Norway's $900 Bln Fund Dropping Firms with Links to Coal
The fund, which invests the revenues from Norway's oil and gas production, is the world's biggest sovereign wealth fund, owning 1.3 percent of all listed company shares globally. As of the end of 2016, it owned shares in nearly 9,000 firms.
Norway's parliament decided in 2015 that the fund would sell holdings in companies that derive more than 30 percent of their turnover or activity from coal because it is a big contributor to climate change and air pollution.
The ten companies excluded on Tuesday were: CEZ, Eneva, Great River Energy, HK Electric Investments, Huidan Energy, Korea Electric Corp , Malakoff Corp, Otter Tail Corp , PGE and SDIC Power Holdings.

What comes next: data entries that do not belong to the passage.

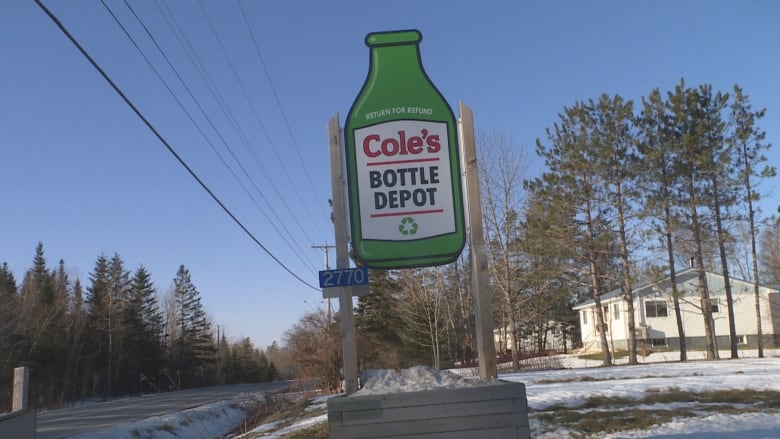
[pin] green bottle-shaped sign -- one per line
(403, 167)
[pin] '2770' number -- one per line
(343, 277)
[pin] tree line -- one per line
(113, 337)
(629, 193)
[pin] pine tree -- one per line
(659, 182)
(98, 324)
(142, 323)
(193, 349)
(377, 324)
(748, 139)
(9, 324)
(575, 177)
(688, 134)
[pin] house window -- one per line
(656, 342)
(714, 305)
(656, 308)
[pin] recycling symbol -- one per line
(408, 226)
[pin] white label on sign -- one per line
(404, 180)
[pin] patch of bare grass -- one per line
(608, 414)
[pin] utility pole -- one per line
(326, 247)
(480, 284)
(348, 342)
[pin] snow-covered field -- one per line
(545, 389)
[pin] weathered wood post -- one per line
(21, 388)
(480, 282)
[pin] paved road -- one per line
(68, 421)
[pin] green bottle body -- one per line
(403, 162)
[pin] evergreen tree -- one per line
(687, 134)
(193, 349)
(377, 324)
(98, 324)
(9, 343)
(142, 323)
(748, 139)
(44, 328)
(574, 177)
(659, 182)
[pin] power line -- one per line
(279, 103)
(260, 123)
(298, 251)
(159, 136)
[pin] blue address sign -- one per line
(343, 277)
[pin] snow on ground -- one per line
(381, 381)
(567, 387)
(208, 421)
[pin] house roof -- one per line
(649, 288)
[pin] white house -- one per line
(655, 320)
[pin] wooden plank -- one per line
(499, 390)
(429, 426)
(403, 414)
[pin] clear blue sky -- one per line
(80, 172)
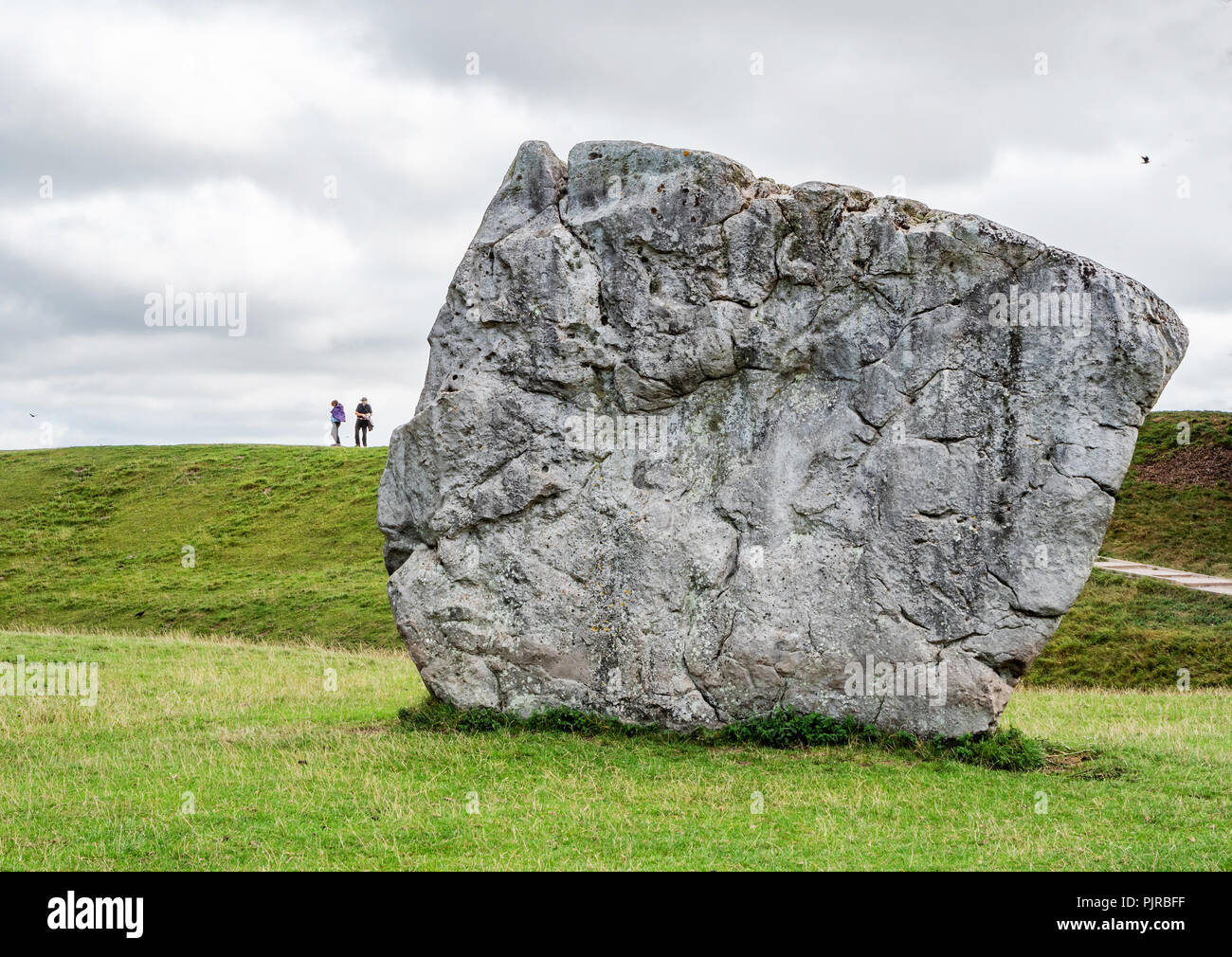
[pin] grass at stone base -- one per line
(281, 772)
(286, 550)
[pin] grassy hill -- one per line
(286, 550)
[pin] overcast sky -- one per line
(190, 144)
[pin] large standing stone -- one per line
(695, 444)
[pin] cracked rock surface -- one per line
(695, 444)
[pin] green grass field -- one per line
(286, 550)
(216, 742)
(279, 772)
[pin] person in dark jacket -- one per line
(362, 422)
(336, 417)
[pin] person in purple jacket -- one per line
(336, 417)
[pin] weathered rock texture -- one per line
(862, 457)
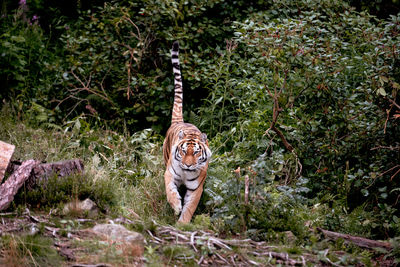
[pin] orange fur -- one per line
(186, 155)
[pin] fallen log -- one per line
(356, 240)
(10, 187)
(6, 152)
(33, 173)
(42, 172)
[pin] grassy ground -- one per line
(124, 176)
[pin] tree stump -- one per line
(6, 152)
(14, 182)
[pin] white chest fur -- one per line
(187, 177)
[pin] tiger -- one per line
(186, 154)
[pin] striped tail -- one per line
(178, 99)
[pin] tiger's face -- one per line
(192, 152)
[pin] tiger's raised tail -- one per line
(177, 115)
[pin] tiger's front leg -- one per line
(191, 201)
(173, 196)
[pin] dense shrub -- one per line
(333, 75)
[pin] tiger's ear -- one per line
(181, 134)
(203, 137)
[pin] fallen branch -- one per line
(356, 240)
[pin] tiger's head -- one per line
(192, 151)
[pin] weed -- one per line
(28, 250)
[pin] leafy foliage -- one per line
(301, 95)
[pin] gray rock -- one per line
(119, 233)
(81, 207)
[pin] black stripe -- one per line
(191, 180)
(175, 46)
(175, 171)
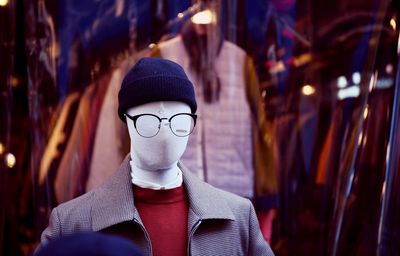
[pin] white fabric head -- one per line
(163, 150)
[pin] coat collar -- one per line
(113, 202)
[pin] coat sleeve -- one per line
(257, 244)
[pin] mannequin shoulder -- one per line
(77, 207)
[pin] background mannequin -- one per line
(154, 160)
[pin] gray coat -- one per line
(219, 223)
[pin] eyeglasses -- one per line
(148, 125)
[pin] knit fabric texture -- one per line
(155, 79)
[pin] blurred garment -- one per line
(230, 145)
(89, 244)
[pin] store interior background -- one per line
(329, 80)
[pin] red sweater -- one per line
(165, 215)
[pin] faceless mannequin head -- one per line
(160, 89)
(164, 149)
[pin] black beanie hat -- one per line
(155, 79)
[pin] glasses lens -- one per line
(147, 126)
(182, 125)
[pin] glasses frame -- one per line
(135, 118)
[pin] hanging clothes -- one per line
(225, 147)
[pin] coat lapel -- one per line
(113, 202)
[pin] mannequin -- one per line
(154, 161)
(167, 210)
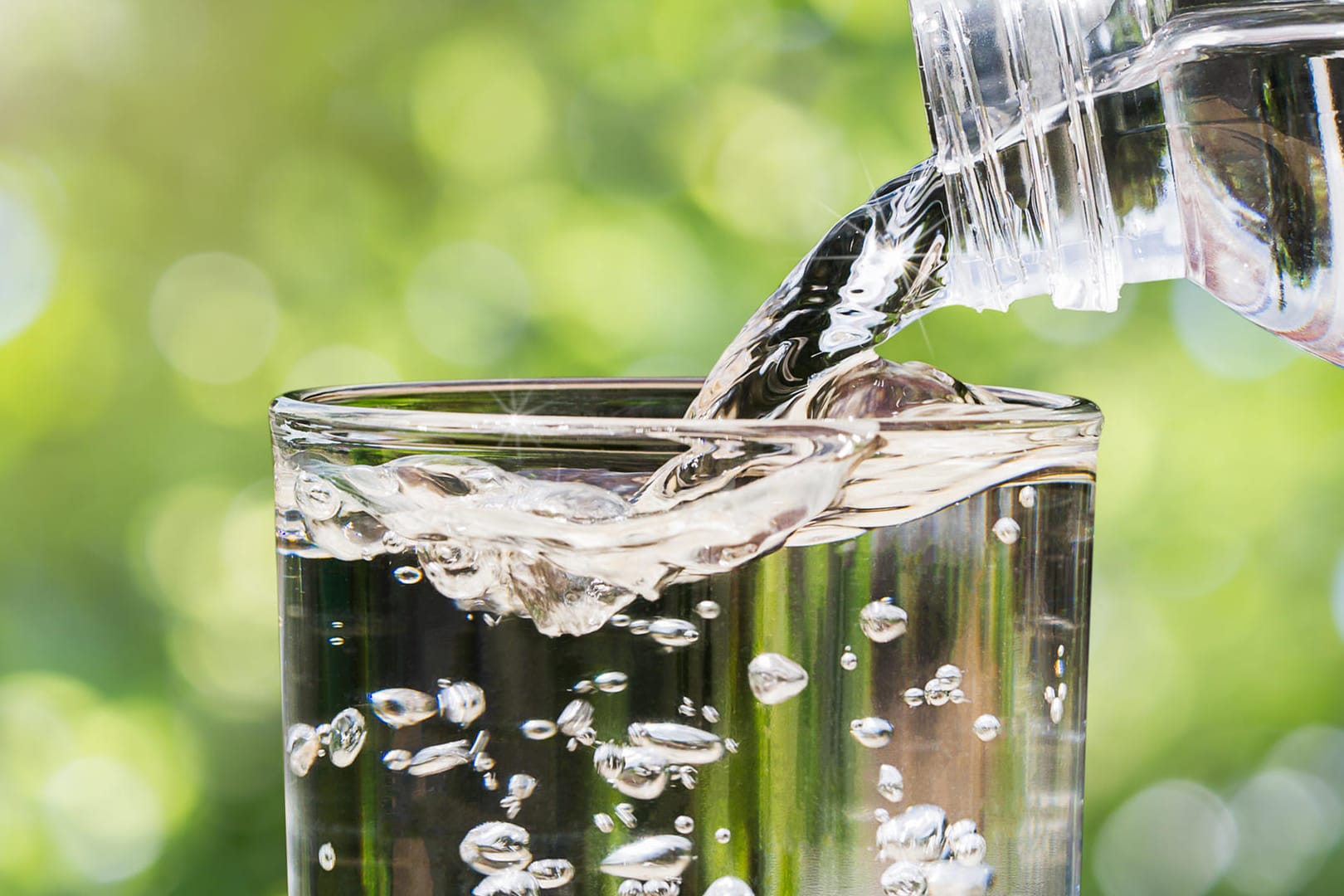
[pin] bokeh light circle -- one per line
(1175, 839)
(28, 265)
(214, 317)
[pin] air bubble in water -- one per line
(903, 879)
(401, 707)
(552, 872)
(657, 857)
(644, 774)
(679, 743)
(438, 758)
(968, 850)
(916, 835)
(728, 887)
(346, 738)
(626, 813)
(407, 575)
(873, 733)
(884, 621)
(538, 728)
(522, 785)
(301, 746)
(774, 677)
(461, 702)
(674, 633)
(611, 681)
(937, 692)
(1007, 529)
(316, 497)
(609, 759)
(891, 785)
(507, 883)
(494, 846)
(986, 727)
(397, 759)
(576, 716)
(707, 610)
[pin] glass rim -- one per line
(339, 407)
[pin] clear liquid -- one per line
(793, 807)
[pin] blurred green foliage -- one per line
(203, 203)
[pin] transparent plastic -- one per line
(1088, 144)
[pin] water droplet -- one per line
(438, 758)
(968, 850)
(576, 718)
(916, 835)
(903, 879)
(656, 857)
(552, 872)
(774, 677)
(1007, 529)
(407, 575)
(626, 813)
(401, 707)
(301, 746)
(644, 774)
(891, 785)
(609, 759)
(316, 497)
(707, 610)
(873, 731)
(674, 633)
(461, 702)
(986, 727)
(611, 681)
(494, 846)
(728, 887)
(937, 692)
(507, 883)
(679, 743)
(522, 785)
(397, 759)
(538, 728)
(346, 738)
(882, 621)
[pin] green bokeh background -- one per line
(207, 202)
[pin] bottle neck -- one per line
(1029, 148)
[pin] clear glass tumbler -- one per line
(824, 657)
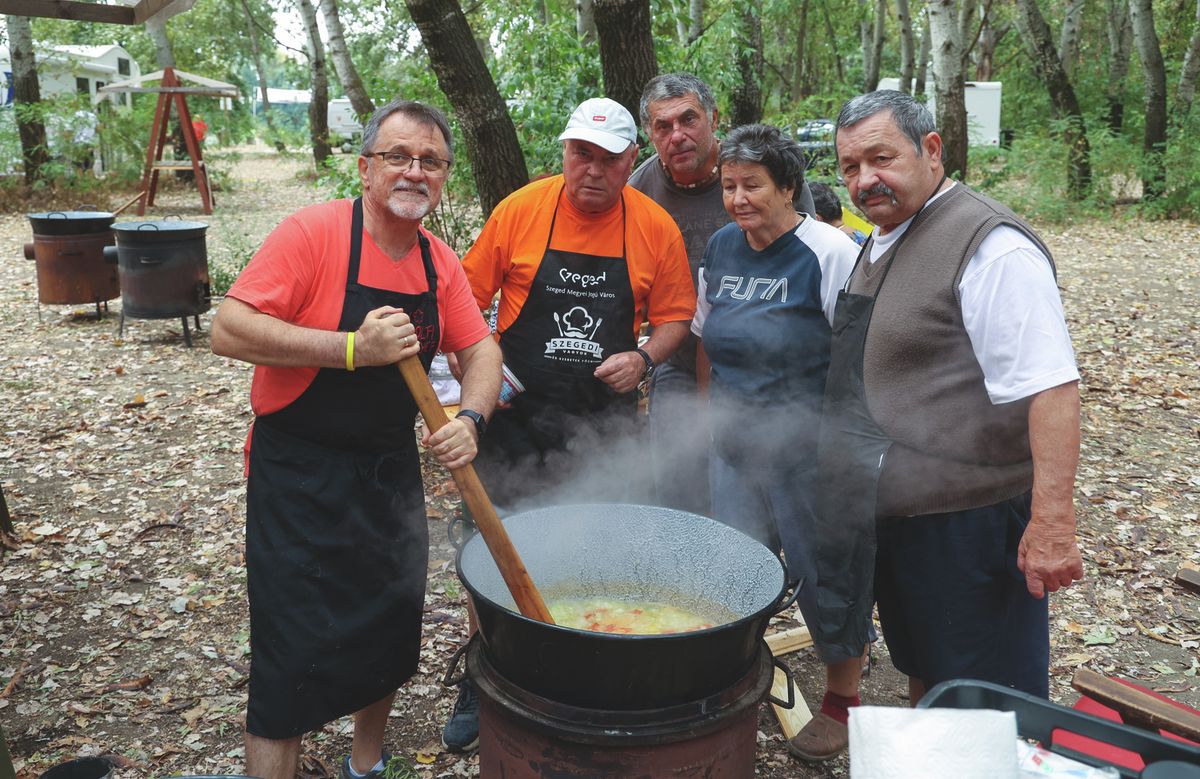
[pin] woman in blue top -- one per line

The central bank also said it had put two companies under observation for potential exclusion in the future. These are NorthWestern Corp and Portland General Electric.
After Tuesday's announcement, the fund has excluded 69 companies and placed 13 companies under observation for their use of coal, it said.
Another 26 companies are at risk of exclusion, CEO Yngve Slyngstad said when presenting the fund's 2016 responsible investment report. "(They) are in the border zone," he told reporters.
But three environmental groups said the move did not go far enough, saying that the fund still had 26 billion crowns ($3.07 billion) in 32 companies that own coal mines or coal-fired power plants and 2 billion crowns in 15 companies that transport coal or build coal power stations, according to their own analysis.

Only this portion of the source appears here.